Nachfolgend wird über den Gottesdienst in der Gemeinde Jettingen berichtet, zu dem auch die Mötzinger gekommen waren. Vor dessen Beginn sorgte ein rein weibliches Instrumentalensemble - Klavier, drei Flöten und Geige - für die musikalische Vorbereitung.
„Und auch ihr habt nun Traurigkeit; aber ich will euch wiedersehen, und euer Herz soll sich freuen, und eure Freude soll niemand von euch nehmen.“ (Joh 16, 22) Dieses Wort aus dem Neuen Testament, dem auch das eingangs zitierte Motto der Gottesdienste an diesem Tag entnommen ist, war das Textwort.
„Heute Morgen ist eine große Einladung ergangen. An alle, die hier zu Gottes Volk zählen, und in die Ewigkeit hinein.“, so zu Beginn M. Schäfer An Gäste. Die sich fragen könnten, was ist das für eine Einladung? Wohin kommt man da? Was will man dort? Was ist das für eine Kirche? Die Frage lässt sich mit dem Vorspann zum Katechismus der Neuapostolischen Kirche beantworten: Deren Vision ist es, eine Kirche zu sein, in der sich Menschen wohlfühlen.
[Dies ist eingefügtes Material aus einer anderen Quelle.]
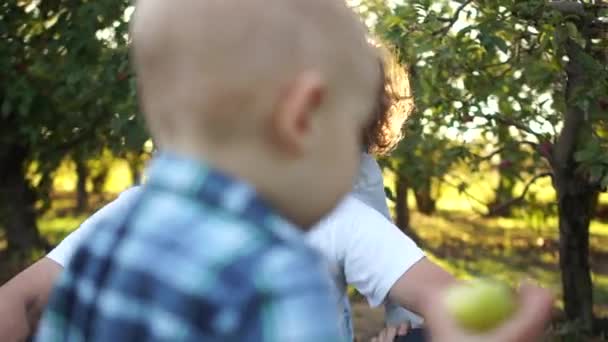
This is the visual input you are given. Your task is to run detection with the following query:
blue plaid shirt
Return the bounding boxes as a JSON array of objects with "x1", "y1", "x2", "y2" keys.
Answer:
[{"x1": 36, "y1": 155, "x2": 341, "y2": 342}]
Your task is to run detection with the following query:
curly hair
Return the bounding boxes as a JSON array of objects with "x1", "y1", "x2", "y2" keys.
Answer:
[{"x1": 363, "y1": 49, "x2": 414, "y2": 155}]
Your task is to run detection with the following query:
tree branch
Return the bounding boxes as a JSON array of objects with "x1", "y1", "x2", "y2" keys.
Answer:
[
  {"x1": 431, "y1": 0, "x2": 473, "y2": 36},
  {"x1": 547, "y1": 0, "x2": 585, "y2": 16},
  {"x1": 475, "y1": 140, "x2": 538, "y2": 161},
  {"x1": 486, "y1": 172, "x2": 553, "y2": 216},
  {"x1": 483, "y1": 115, "x2": 542, "y2": 138}
]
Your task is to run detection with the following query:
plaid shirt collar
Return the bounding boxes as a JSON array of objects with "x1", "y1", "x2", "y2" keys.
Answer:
[{"x1": 146, "y1": 152, "x2": 304, "y2": 244}]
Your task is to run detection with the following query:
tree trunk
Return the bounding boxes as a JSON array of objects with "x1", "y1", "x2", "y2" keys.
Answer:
[
  {"x1": 74, "y1": 158, "x2": 89, "y2": 213},
  {"x1": 395, "y1": 175, "x2": 423, "y2": 246},
  {"x1": 91, "y1": 165, "x2": 110, "y2": 195},
  {"x1": 549, "y1": 39, "x2": 598, "y2": 331},
  {"x1": 127, "y1": 156, "x2": 142, "y2": 185},
  {"x1": 414, "y1": 178, "x2": 436, "y2": 215},
  {"x1": 0, "y1": 145, "x2": 42, "y2": 252},
  {"x1": 556, "y1": 173, "x2": 597, "y2": 332},
  {"x1": 488, "y1": 126, "x2": 517, "y2": 217}
]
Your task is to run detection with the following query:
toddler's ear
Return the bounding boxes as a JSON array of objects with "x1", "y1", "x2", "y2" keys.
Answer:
[{"x1": 271, "y1": 72, "x2": 326, "y2": 157}]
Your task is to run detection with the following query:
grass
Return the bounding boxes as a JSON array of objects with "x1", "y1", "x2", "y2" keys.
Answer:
[{"x1": 0, "y1": 161, "x2": 608, "y2": 341}]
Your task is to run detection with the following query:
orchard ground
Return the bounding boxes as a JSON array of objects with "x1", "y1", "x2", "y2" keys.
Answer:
[{"x1": 0, "y1": 161, "x2": 608, "y2": 341}]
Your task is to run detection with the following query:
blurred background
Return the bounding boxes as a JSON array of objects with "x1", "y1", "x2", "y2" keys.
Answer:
[{"x1": 0, "y1": 0, "x2": 608, "y2": 341}]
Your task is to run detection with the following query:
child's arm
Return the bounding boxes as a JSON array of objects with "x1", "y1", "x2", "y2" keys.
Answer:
[
  {"x1": 0, "y1": 258, "x2": 63, "y2": 341},
  {"x1": 388, "y1": 258, "x2": 457, "y2": 317}
]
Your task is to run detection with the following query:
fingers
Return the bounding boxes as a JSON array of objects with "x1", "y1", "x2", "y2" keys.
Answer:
[
  {"x1": 495, "y1": 284, "x2": 553, "y2": 342},
  {"x1": 397, "y1": 323, "x2": 410, "y2": 336},
  {"x1": 371, "y1": 327, "x2": 397, "y2": 342}
]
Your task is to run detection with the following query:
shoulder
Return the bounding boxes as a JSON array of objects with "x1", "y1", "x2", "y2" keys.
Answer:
[
  {"x1": 255, "y1": 244, "x2": 333, "y2": 296},
  {"x1": 315, "y1": 194, "x2": 392, "y2": 230}
]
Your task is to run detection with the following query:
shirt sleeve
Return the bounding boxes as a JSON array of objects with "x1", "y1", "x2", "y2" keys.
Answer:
[
  {"x1": 334, "y1": 198, "x2": 424, "y2": 306},
  {"x1": 46, "y1": 187, "x2": 139, "y2": 268},
  {"x1": 257, "y1": 247, "x2": 345, "y2": 342}
]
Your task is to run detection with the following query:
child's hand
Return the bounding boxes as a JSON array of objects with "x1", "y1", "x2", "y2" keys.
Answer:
[
  {"x1": 371, "y1": 323, "x2": 410, "y2": 342},
  {"x1": 425, "y1": 285, "x2": 553, "y2": 342}
]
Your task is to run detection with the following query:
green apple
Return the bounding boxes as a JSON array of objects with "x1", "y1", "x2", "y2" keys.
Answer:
[{"x1": 445, "y1": 279, "x2": 516, "y2": 333}]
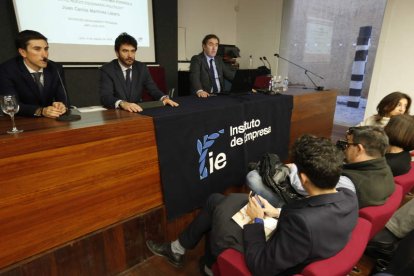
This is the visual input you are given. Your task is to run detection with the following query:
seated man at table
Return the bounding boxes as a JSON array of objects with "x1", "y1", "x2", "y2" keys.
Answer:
[
  {"x1": 190, "y1": 34, "x2": 235, "y2": 98},
  {"x1": 0, "y1": 30, "x2": 66, "y2": 118},
  {"x1": 147, "y1": 135, "x2": 358, "y2": 275},
  {"x1": 246, "y1": 126, "x2": 395, "y2": 208},
  {"x1": 99, "y1": 33, "x2": 178, "y2": 112}
]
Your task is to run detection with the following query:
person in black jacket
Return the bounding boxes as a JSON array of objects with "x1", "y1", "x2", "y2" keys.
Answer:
[
  {"x1": 99, "y1": 33, "x2": 178, "y2": 112},
  {"x1": 147, "y1": 135, "x2": 358, "y2": 275},
  {"x1": 0, "y1": 30, "x2": 67, "y2": 118},
  {"x1": 190, "y1": 34, "x2": 235, "y2": 98}
]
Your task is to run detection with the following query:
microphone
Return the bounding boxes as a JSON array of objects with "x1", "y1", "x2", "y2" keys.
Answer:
[
  {"x1": 257, "y1": 57, "x2": 270, "y2": 75},
  {"x1": 263, "y1": 57, "x2": 272, "y2": 70},
  {"x1": 259, "y1": 57, "x2": 267, "y2": 68},
  {"x1": 43, "y1": 58, "x2": 81, "y2": 122},
  {"x1": 274, "y1": 53, "x2": 324, "y2": 91}
]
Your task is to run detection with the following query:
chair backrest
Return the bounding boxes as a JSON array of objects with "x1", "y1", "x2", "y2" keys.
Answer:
[
  {"x1": 213, "y1": 248, "x2": 252, "y2": 276},
  {"x1": 213, "y1": 218, "x2": 372, "y2": 276},
  {"x1": 394, "y1": 162, "x2": 414, "y2": 195},
  {"x1": 300, "y1": 218, "x2": 372, "y2": 276},
  {"x1": 142, "y1": 66, "x2": 168, "y2": 101},
  {"x1": 359, "y1": 185, "x2": 403, "y2": 239}
]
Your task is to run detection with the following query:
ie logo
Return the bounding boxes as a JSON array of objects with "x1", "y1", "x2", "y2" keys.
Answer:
[{"x1": 197, "y1": 129, "x2": 227, "y2": 180}]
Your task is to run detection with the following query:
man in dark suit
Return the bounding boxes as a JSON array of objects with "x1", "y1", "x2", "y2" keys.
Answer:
[
  {"x1": 99, "y1": 33, "x2": 178, "y2": 112},
  {"x1": 147, "y1": 135, "x2": 358, "y2": 275},
  {"x1": 0, "y1": 30, "x2": 66, "y2": 118},
  {"x1": 190, "y1": 34, "x2": 235, "y2": 98}
]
Erfüllt vom Heiligen Geist und der Liebe zu Gott. Wo das Leben ausgerichtet ist auf das Evangelium Christi. Mit der Geburt steht für jeden fest, dass man das Leben hier wieder verlieren wird. Menschen leben völlig unterschiedlich. Nicht jedem ist es vergönnt, dabei glücklich sein zu können. Wohl jeder hat sich schon tief unglücklich, einfach traurig fühlen müssen, weil jemand gestorben ist, den er geliebt hat. Heute sind wir aus Liebe und Gnade eingeladen, uns so auszurichten, dass wir uns freuen können. Weil wir es wollen, ohne dazu gezwungen zu sein. M. Schäfer musste an einen Choral denken, auch im Gesangbuch der Neuapostolischen Kirche zu finden (Nr. 153, Text Johann Frank, 1618 - 1677, Komponist hier Johann Crüger, 1598 - 1662). Aber, worauf der Besuch aus dem Badischen sich bezog, als er die Verse zitierte, auch von J. S. Bach (Motett, BWV 227) vertont: "Jesu, meine Freude, meines Herzens Weide, Jesu, meine Zier! ... Weicht, ihr Trauergeister, denn mein Herr und Meister, Jesus, tritt herein. ...", (aus Vers 1 u. 3, Text Johann Frank im Gesangbuch). Freude, die der Heilige Geist bewirken kann, wenn wir ihm Raum dazu geben.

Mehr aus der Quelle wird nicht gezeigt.